The increasing number of studies published in the past decade has enabled discovery of several previously unrecognized non-atopic comorbidities. Collectively, patients with AD appear to have an increased risk of cardiovascular disease, certain cancers, as well as a range of autoimmune and neuropsychiatric diseases. Most AD-associated comorbidities are likely caused by a complex interaction between genetic predisposition, environmental exposures, inflammation due to AD, medication, and lifestyle factors. Although observational studies may help detect possible associations, they are primarily hypothesis generating. In most epidemiological studies, causal inference cannot be made due to limitations such as lack of temporality, bias, and confounding factors that are either unavailable or unknown. Another important aspect when interpreting epidemiological findings is to differentiate between absolute and relative risks. Although a statistical association may be significant, when investigating occurrence of diseases, the absolute risks can be low. For example, cardiovascular diseases appear to represent a significantly heavier burden in patients with psoriasis than patients with AD [22]. It is therefore important to put the data into clinical perspective when interpreting statistical findings.

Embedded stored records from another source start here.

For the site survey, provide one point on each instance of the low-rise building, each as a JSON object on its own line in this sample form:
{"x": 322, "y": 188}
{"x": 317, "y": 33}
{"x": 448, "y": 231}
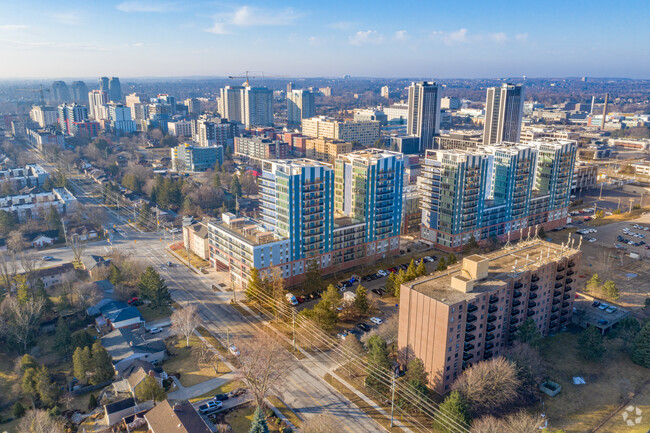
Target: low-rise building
{"x": 473, "y": 310}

Conclusively, the recently discovered AD-associated comorbidities emphasize the burden of AD in both pediatric and adult patients. While many of the underlying mechanisms of associated comorbidity are not yet fully understood, both AD itself as well as lifestyle factors may contribute to their genesis. We propose that early appropriate AD therapy, in combination with reduction of risk factors, may help prevention of certain comorbidities. Further translational research will improve the understanding of AD-associated comorbidities.